I've come up with this problem:
4 men and 4 women are going to sit in 2 rows with 4 seats each. In how many different ways may they sit in order that in one and only one of those rows 2 men occupy the edge seats?
By my calculations it's 16 128 ways but can anyone confirm or deny this result?
My attempt:
- I put $2$ men on the edge seats of one row and a man and a woman on the edge seats of the other row: $4 \times 3 \times 4 \times 2 \times 4!$ I have to consider the swap of woman and man so I have to multiply this by $2$.
- I put $2$ men on the edge seats of one row and $2$ women on the edge seats of the other row $4 \times 3 \times 4 \times 3 \times 4!$
Then I add these results and multiply by $2$ to take into account the $2$ rows.
Thank you.
I got the same result. I listed the two rows in sequence, so MMMMWWWW represents all men in the first row and all women in the second.

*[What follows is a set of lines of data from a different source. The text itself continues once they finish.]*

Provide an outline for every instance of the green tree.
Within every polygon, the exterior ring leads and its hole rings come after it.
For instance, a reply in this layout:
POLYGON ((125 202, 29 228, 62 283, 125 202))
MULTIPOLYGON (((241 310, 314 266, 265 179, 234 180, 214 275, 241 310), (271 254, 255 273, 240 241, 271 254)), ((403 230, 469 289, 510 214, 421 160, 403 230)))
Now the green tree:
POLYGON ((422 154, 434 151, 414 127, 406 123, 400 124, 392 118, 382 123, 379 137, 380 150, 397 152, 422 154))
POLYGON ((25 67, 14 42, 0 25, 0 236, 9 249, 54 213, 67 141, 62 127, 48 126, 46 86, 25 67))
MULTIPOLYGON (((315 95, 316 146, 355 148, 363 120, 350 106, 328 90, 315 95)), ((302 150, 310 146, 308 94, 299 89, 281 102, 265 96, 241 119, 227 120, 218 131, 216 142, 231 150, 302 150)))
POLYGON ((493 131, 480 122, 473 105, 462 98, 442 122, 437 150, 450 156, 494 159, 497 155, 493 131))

Case 1: M _ _ M W _ _ W , or vice versa. In this case, for each of these positions, you have $4*4*3*3*4*2*1*3$ which results in $3,456$. But you have to multiply by $2$, since the men in the edge could be in the second row, so $6,912$.
Case 2: M _ _ M M _ _ W, or vice versa. Similarly, you have $4*4*3*3*2*2*1*4$. which results in $2,304$ But you have to multiply by $2$, since the men in the edge could be in the second row, then by $2$ again, since the man and the woman in the edge could alternate positions, so $9,216$
Adding those numbers $6,912 + 9,216 = 16,128$.